Nyuto Onsenkyo Taenoyu
2-1 Komagatake, Okunai, Tazawako, Senboku-shi, Akita 014-1201
¥¥¥¥ · Traditional Ryokan
Established in 1952 when founders Goto Teiji and his wife Umeno, returning from Sakhalin after the war, discovered twin springs bubbling through the beech forests of what is now Towada-Hachimantai National Park, Taenoyu occupies a singular position among the seven inns of Nyuto Onsen. The simple shelter they built has evolved over seven decades into today's renovated ryokan, which sits directly above the Sendatsu River with the sound of falling water audible from every corner of the building.
The two springs are the property's defining argument. The Kin-no-yu (金の湯) is a calcium-magnesium sulfate spring: reddish, tea-brown, with an iron edge on the air and a mildly acidic pH of approximately 2.9 that lends a slight bite to the skin. The Gin-no-yu (銀の湯) contrasts entirely, a clear simple alkaline spring whose silken texture invites longer immersion. Both flow kakenagashi, unheated and undiluted from their sources. Together they feed seven bathing areas, with the allocation shifting between men's and women's sides each evening so that every guest, regardless of room type, bathes in every spring over the course of a stay. The mixed rotenburo opens onto the gorge: the waterfall audible below, beech canopy overhead, no visible walls between the water and the mountains.
The kitchen draws from Akita's specific larder rather than from a generic kaiseki vocabulary. Kiritanpo hot pot is assembled with Akitakomachi rice and Hinai chicken simmered in clear soy broth; iwana are pulled from local mountain streams; sansai are foraged from the surrounding forest in spring; maitake, nameko, and sawamotashi mushrooms appear in autumn. The approach is Akita regional cooking given careful attention, not transplanted metropolitan cuisine.
The sixteen rooms were progressively renovated through 2020 and 2021. Four main categories move from the Tsubaki-kan rooms, warm in their tatami simplicity, through the riverside Sakura-kan and Momiji-kan floors to the flagship Momiji-kan VIP suite of sixteen tatami overlooking the river directly. One western twin option exists for guests who prefer beds; otherwise Taenoyu is a tatami property throughout. Some English is spoken by staff, with fluency that varies by individual; the English website and reservation system ease the booking process for international guests.
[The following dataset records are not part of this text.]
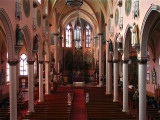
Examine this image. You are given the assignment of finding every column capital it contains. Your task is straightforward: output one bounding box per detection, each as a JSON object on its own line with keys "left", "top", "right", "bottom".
{"left": 122, "top": 60, "right": 129, "bottom": 63}
{"left": 113, "top": 60, "right": 119, "bottom": 63}
{"left": 8, "top": 60, "right": 19, "bottom": 66}
{"left": 94, "top": 36, "right": 98, "bottom": 39}
{"left": 98, "top": 33, "right": 103, "bottom": 36}
{"left": 44, "top": 61, "right": 49, "bottom": 63}
{"left": 27, "top": 61, "right": 35, "bottom": 64}
{"left": 108, "top": 60, "right": 113, "bottom": 63}
{"left": 39, "top": 61, "right": 44, "bottom": 64}
{"left": 138, "top": 59, "right": 147, "bottom": 64}
{"left": 54, "top": 33, "right": 59, "bottom": 36}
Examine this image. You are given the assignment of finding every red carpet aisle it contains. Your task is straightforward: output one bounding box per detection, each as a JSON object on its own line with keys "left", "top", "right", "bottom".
{"left": 70, "top": 89, "right": 87, "bottom": 120}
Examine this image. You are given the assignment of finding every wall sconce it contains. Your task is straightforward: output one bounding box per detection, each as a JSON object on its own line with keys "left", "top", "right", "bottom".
{"left": 107, "top": 39, "right": 113, "bottom": 55}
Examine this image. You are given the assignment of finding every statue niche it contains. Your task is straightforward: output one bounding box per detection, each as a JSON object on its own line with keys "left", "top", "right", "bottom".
{"left": 33, "top": 34, "right": 38, "bottom": 52}
{"left": 16, "top": 24, "right": 24, "bottom": 46}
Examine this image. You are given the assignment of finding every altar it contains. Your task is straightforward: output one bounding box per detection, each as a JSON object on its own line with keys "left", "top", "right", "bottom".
{"left": 72, "top": 71, "right": 85, "bottom": 87}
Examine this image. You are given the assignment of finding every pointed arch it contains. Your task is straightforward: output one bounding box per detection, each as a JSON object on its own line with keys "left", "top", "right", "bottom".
{"left": 140, "top": 5, "right": 160, "bottom": 59}
{"left": 22, "top": 25, "right": 33, "bottom": 61}
{"left": 0, "top": 9, "right": 15, "bottom": 61}
{"left": 123, "top": 24, "right": 131, "bottom": 60}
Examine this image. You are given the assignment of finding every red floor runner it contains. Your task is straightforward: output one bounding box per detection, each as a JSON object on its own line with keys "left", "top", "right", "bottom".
{"left": 70, "top": 89, "right": 87, "bottom": 120}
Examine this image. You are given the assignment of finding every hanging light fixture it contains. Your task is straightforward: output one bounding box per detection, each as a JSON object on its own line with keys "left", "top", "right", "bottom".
{"left": 74, "top": 7, "right": 82, "bottom": 49}
{"left": 66, "top": 0, "right": 83, "bottom": 7}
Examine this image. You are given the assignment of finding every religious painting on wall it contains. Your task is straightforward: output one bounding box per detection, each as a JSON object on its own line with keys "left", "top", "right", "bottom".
{"left": 23, "top": 0, "right": 30, "bottom": 17}
{"left": 115, "top": 8, "right": 119, "bottom": 26}
{"left": 125, "top": 0, "right": 132, "bottom": 16}
{"left": 37, "top": 10, "right": 41, "bottom": 27}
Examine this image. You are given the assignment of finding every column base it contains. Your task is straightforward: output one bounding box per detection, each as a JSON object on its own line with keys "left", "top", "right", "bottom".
{"left": 27, "top": 110, "right": 35, "bottom": 115}
{"left": 113, "top": 99, "right": 118, "bottom": 102}
{"left": 106, "top": 92, "right": 112, "bottom": 95}
{"left": 38, "top": 100, "right": 43, "bottom": 102}
{"left": 122, "top": 109, "right": 129, "bottom": 112}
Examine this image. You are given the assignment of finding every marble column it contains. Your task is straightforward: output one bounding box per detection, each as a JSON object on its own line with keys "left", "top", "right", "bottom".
{"left": 45, "top": 61, "right": 49, "bottom": 95}
{"left": 139, "top": 60, "right": 147, "bottom": 120}
{"left": 113, "top": 60, "right": 119, "bottom": 102}
{"left": 98, "top": 33, "right": 103, "bottom": 86}
{"left": 54, "top": 33, "right": 59, "bottom": 73}
{"left": 39, "top": 61, "right": 44, "bottom": 102}
{"left": 8, "top": 61, "right": 18, "bottom": 120}
{"left": 94, "top": 36, "right": 98, "bottom": 65}
{"left": 27, "top": 61, "right": 34, "bottom": 113}
{"left": 106, "top": 60, "right": 108, "bottom": 94}
{"left": 122, "top": 60, "right": 129, "bottom": 112}
{"left": 107, "top": 60, "right": 112, "bottom": 94}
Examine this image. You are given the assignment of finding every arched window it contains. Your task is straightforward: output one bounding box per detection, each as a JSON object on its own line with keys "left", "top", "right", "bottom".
{"left": 146, "top": 50, "right": 150, "bottom": 83}
{"left": 20, "top": 53, "right": 28, "bottom": 76}
{"left": 66, "top": 25, "right": 72, "bottom": 47}
{"left": 74, "top": 26, "right": 81, "bottom": 49}
{"left": 86, "top": 25, "right": 91, "bottom": 48}
{"left": 34, "top": 55, "right": 37, "bottom": 75}
{"left": 6, "top": 53, "right": 10, "bottom": 82}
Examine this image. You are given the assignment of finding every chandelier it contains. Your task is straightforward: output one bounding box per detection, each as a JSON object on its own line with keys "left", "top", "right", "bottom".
{"left": 66, "top": 0, "right": 83, "bottom": 7}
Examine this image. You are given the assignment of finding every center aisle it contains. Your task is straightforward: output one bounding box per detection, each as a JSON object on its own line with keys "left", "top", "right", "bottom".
{"left": 70, "top": 89, "right": 87, "bottom": 120}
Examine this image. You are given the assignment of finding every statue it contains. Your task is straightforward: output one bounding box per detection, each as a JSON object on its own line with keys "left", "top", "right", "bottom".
{"left": 130, "top": 22, "right": 139, "bottom": 46}
{"left": 16, "top": 24, "right": 24, "bottom": 46}
{"left": 132, "top": 0, "right": 139, "bottom": 19}
{"left": 117, "top": 33, "right": 123, "bottom": 49}
{"left": 33, "top": 34, "right": 38, "bottom": 51}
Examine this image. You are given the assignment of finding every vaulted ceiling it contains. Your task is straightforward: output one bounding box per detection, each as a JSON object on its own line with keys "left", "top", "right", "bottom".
{"left": 49, "top": 0, "right": 111, "bottom": 33}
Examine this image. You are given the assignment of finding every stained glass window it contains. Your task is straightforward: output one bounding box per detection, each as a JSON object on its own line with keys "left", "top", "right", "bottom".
{"left": 6, "top": 53, "right": 9, "bottom": 82}
{"left": 86, "top": 25, "right": 91, "bottom": 48}
{"left": 20, "top": 53, "right": 28, "bottom": 76}
{"left": 66, "top": 25, "right": 72, "bottom": 47}
{"left": 74, "top": 26, "right": 81, "bottom": 49}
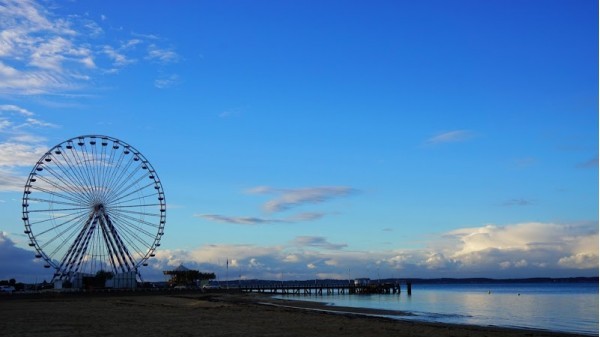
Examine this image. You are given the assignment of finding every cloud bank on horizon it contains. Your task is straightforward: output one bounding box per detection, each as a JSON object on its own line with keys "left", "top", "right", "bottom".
{"left": 1, "top": 220, "right": 597, "bottom": 282}
{"left": 0, "top": 0, "right": 597, "bottom": 283}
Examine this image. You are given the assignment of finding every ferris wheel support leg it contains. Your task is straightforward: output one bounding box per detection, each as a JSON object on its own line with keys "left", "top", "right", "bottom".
{"left": 137, "top": 269, "right": 144, "bottom": 283}
{"left": 104, "top": 213, "right": 137, "bottom": 271}
{"left": 98, "top": 217, "right": 121, "bottom": 275}
{"left": 54, "top": 214, "right": 95, "bottom": 280}
{"left": 70, "top": 218, "right": 99, "bottom": 276}
{"left": 98, "top": 215, "right": 128, "bottom": 274}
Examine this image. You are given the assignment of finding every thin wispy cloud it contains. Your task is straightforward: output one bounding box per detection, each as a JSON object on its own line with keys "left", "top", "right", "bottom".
{"left": 196, "top": 211, "right": 325, "bottom": 225}
{"left": 196, "top": 214, "right": 286, "bottom": 225}
{"left": 147, "top": 44, "right": 179, "bottom": 63}
{"left": 154, "top": 74, "right": 179, "bottom": 89}
{"left": 248, "top": 186, "right": 357, "bottom": 213}
{"left": 0, "top": 104, "right": 57, "bottom": 131}
{"left": 502, "top": 198, "right": 534, "bottom": 207}
{"left": 576, "top": 156, "right": 598, "bottom": 169}
{"left": 199, "top": 186, "right": 355, "bottom": 226}
{"left": 292, "top": 236, "right": 348, "bottom": 250}
{"left": 425, "top": 130, "right": 475, "bottom": 145}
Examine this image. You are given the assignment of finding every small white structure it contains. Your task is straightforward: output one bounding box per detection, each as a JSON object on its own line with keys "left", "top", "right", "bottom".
{"left": 106, "top": 271, "right": 137, "bottom": 289}
{"left": 354, "top": 278, "right": 370, "bottom": 286}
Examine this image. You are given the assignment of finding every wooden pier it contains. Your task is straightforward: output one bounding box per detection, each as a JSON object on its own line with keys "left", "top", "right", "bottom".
{"left": 240, "top": 282, "right": 410, "bottom": 295}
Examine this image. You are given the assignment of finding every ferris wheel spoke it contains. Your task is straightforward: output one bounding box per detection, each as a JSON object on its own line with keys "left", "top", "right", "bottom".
{"left": 88, "top": 141, "right": 101, "bottom": 196}
{"left": 107, "top": 181, "right": 158, "bottom": 205}
{"left": 30, "top": 185, "right": 87, "bottom": 204}
{"left": 100, "top": 148, "right": 129, "bottom": 200}
{"left": 107, "top": 216, "right": 154, "bottom": 260}
{"left": 105, "top": 166, "right": 147, "bottom": 202}
{"left": 66, "top": 144, "right": 97, "bottom": 199}
{"left": 111, "top": 203, "right": 163, "bottom": 209}
{"left": 109, "top": 210, "right": 162, "bottom": 226}
{"left": 98, "top": 143, "right": 114, "bottom": 201}
{"left": 33, "top": 214, "right": 88, "bottom": 242}
{"left": 107, "top": 211, "right": 158, "bottom": 240}
{"left": 28, "top": 206, "right": 91, "bottom": 213}
{"left": 53, "top": 148, "right": 95, "bottom": 201}
{"left": 44, "top": 213, "right": 89, "bottom": 262}
{"left": 110, "top": 193, "right": 160, "bottom": 206}
{"left": 114, "top": 208, "right": 161, "bottom": 218}
{"left": 28, "top": 208, "right": 88, "bottom": 227}
{"left": 26, "top": 197, "right": 83, "bottom": 207}
{"left": 60, "top": 144, "right": 94, "bottom": 193}
{"left": 115, "top": 228, "right": 148, "bottom": 262}
{"left": 103, "top": 154, "right": 138, "bottom": 201}
{"left": 40, "top": 165, "right": 91, "bottom": 203}
{"left": 76, "top": 143, "right": 100, "bottom": 197}
{"left": 32, "top": 173, "right": 89, "bottom": 204}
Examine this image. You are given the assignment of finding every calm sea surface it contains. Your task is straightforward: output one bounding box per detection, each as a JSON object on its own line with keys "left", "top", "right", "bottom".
{"left": 275, "top": 282, "right": 599, "bottom": 336}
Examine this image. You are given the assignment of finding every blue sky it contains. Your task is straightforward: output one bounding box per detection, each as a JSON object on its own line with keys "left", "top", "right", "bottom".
{"left": 0, "top": 0, "right": 598, "bottom": 283}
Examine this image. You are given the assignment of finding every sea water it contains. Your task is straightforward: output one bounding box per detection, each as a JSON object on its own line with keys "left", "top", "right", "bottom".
{"left": 276, "top": 282, "right": 599, "bottom": 336}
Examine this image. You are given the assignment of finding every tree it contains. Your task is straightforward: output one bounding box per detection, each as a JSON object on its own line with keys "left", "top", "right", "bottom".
{"left": 94, "top": 270, "right": 114, "bottom": 284}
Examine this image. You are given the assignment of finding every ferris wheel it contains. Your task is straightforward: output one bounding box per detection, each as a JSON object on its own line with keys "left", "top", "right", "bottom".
{"left": 22, "top": 135, "right": 166, "bottom": 282}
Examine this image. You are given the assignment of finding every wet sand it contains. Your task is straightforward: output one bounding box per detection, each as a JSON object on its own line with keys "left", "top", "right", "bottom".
{"left": 0, "top": 291, "right": 587, "bottom": 337}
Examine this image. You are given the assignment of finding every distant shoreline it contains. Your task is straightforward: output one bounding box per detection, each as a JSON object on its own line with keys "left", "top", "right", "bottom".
{"left": 210, "top": 276, "right": 599, "bottom": 287}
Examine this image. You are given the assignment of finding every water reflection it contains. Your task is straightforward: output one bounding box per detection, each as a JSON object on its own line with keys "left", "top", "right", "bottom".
{"left": 278, "top": 283, "right": 599, "bottom": 335}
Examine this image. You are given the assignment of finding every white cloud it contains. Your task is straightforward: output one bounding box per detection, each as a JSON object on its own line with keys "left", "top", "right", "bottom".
{"left": 0, "top": 104, "right": 34, "bottom": 116}
{"left": 0, "top": 142, "right": 47, "bottom": 167}
{"left": 0, "top": 0, "right": 180, "bottom": 95}
{"left": 2, "top": 210, "right": 597, "bottom": 281}
{"left": 0, "top": 104, "right": 55, "bottom": 190}
{"left": 558, "top": 253, "right": 598, "bottom": 269}
{"left": 0, "top": 0, "right": 93, "bottom": 94}
{"left": 0, "top": 168, "right": 27, "bottom": 191}
{"left": 153, "top": 222, "right": 595, "bottom": 279}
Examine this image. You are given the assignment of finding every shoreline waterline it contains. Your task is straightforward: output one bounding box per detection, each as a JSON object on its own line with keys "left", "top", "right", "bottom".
{"left": 271, "top": 282, "right": 599, "bottom": 336}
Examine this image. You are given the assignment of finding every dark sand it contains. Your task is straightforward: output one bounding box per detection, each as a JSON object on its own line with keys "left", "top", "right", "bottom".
{"left": 0, "top": 291, "right": 588, "bottom": 337}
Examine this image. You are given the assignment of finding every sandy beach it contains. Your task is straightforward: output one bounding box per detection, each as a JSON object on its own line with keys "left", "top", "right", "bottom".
{"left": 0, "top": 291, "right": 588, "bottom": 337}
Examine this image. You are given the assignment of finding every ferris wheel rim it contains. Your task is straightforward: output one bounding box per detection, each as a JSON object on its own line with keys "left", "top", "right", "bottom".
{"left": 21, "top": 134, "right": 166, "bottom": 279}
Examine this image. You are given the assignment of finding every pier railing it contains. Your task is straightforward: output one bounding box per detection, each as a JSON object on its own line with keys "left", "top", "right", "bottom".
{"left": 240, "top": 282, "right": 411, "bottom": 295}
In autumn, the far bank of the Sendatsu River turns gold and crimson against the mountain sky, and the Momiji-kan rooms face directly into the display. In winter, snow settles on the pine branches overhanging the rotenburo and the iron-tinged water holds its warmth against the cold air. Either season, the moment the gold spring closes over a guest's shoulders as the beech forest beyond the bath edge falls completely silent is the image that stays.